Nachrichten in der Welt


Nachrichten der Welt

Drittknappster Erfolg seit 1888: Trump verkauft Sieglein als Erdrutsch

November 30
10:16 2024

Politik

Den letzten Erdrutschsieg gab es 1984.

Den letzten Erdrutschsieg gab es 1984.

Donald Trump ist bekannt für seine Superlative. Seit der Wahl sprechen er und seine Anhänger von einem "Erdrutschsieg", die USA hätten ihm ein "beispielloses und mächtiges Mandat" geschenkt. Die Zahlen zeigen etwas anderes.

Als Donald Trump in den frühen Morgenstunden des 6. November seine Siegesrede hält, hat er Geschichte geschrieben. Behauptet er. "Das ist die größte politische Bewegung, die das Land je gesehen hat", sagt der designierte Präsident. Das amerikanische Volk habe ihm ein "beispielloses und mächtiges Mandat" gegeben. Trumps Verbündete sehen es ähnlich: Seit der Wahl sprechen republikanische Abgeordnete und Loyalisten von einem "Erdrutschsieg". Das Gegenteil ist der Fall. Trumps Sieg zählt zu den kleinsten Erfolgen eines Präsidenten in der US-Geschichte.

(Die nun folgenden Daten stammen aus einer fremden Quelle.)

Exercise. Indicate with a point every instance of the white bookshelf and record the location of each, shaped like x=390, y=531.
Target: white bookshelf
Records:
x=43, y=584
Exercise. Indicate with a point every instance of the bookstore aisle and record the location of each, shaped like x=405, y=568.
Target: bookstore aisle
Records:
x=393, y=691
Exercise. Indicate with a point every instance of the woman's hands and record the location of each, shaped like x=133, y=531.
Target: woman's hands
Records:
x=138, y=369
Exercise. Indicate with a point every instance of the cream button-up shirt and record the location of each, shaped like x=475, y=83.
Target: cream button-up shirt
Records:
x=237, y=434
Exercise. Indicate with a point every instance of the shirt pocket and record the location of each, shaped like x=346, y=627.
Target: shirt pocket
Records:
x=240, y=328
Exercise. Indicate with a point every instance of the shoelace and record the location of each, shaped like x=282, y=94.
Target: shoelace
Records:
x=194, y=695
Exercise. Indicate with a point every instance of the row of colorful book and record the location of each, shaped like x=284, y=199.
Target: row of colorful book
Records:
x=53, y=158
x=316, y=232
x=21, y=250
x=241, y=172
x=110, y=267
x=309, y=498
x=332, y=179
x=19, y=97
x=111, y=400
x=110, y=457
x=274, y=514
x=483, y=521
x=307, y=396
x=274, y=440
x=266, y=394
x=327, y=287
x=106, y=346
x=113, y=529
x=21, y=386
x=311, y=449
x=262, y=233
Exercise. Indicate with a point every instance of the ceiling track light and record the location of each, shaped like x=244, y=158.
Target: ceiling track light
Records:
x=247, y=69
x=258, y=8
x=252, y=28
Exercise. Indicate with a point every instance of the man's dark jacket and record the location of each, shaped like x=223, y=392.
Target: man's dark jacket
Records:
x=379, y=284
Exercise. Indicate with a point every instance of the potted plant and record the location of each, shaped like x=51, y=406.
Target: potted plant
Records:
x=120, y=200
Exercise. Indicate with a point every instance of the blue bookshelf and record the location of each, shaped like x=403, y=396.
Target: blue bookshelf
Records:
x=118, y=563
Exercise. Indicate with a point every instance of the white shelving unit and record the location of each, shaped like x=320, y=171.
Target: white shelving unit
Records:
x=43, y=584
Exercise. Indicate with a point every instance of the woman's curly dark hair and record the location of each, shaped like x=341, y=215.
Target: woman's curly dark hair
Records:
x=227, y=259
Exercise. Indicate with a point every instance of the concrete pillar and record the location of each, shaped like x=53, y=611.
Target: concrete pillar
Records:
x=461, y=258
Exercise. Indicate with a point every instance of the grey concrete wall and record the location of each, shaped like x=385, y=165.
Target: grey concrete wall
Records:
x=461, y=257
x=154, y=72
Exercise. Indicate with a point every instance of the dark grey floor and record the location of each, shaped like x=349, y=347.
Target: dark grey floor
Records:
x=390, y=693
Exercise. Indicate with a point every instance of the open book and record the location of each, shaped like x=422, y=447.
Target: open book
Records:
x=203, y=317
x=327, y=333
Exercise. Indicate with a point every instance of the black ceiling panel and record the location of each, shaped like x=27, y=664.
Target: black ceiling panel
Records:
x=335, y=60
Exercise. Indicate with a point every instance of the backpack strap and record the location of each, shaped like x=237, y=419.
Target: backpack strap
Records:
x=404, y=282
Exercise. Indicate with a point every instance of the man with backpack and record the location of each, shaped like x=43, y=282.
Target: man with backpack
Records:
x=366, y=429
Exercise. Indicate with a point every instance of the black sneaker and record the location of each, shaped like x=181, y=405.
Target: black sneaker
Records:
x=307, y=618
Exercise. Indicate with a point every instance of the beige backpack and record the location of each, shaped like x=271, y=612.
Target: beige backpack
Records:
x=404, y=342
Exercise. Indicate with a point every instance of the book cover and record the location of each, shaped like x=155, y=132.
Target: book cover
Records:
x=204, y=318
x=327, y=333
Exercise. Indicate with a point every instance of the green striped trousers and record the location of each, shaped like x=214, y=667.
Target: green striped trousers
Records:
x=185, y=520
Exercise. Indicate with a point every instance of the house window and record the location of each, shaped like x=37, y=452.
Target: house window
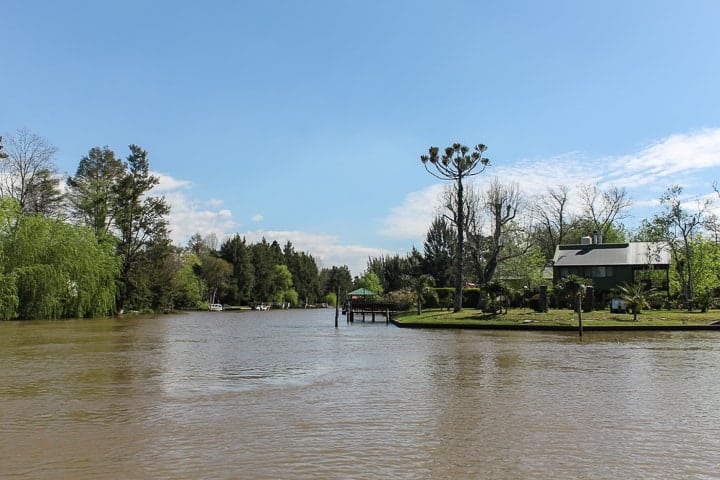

239281c8957cd8907dcd1077c7ee09d3.jpg

Politik 27.11.24 Weißes Haus statt Gefängnis Trump hat höchstmöglich gepokert – und gewonnen

Noch sind nicht alle Stimmzettel ausgezählt, jedoch ist davon auszugehen, dass Trump insgesamt weniger als die Hälfte der Stimmen erhalten wird. Aktuell liegt er in der Popular Vote, also der Gesamtheit der abgegebenen Stimmen, bei 49,9 Prozent, Kamala Harris bei 48,3 Prozent. Nach der Auszählung von 99 Prozent, also knapp 154 Millionen Stimmen, hat Trump damit weniger als 2 Prozent Vorsprung. Hätten sich rund 235.000 Wählerinnen und Wähler in den Swing States Michigan, Pennsylvania und Wisconsin anders entschieden, hätte Harris gewinnen können. In den meisten US-Bundesstaaten gilt das "Winner takes all"-Prinzip: Wer sich die Mehrheit sichert, bekommt die Stimmen aller Wahlleute, die letztlich den Sieg bringen.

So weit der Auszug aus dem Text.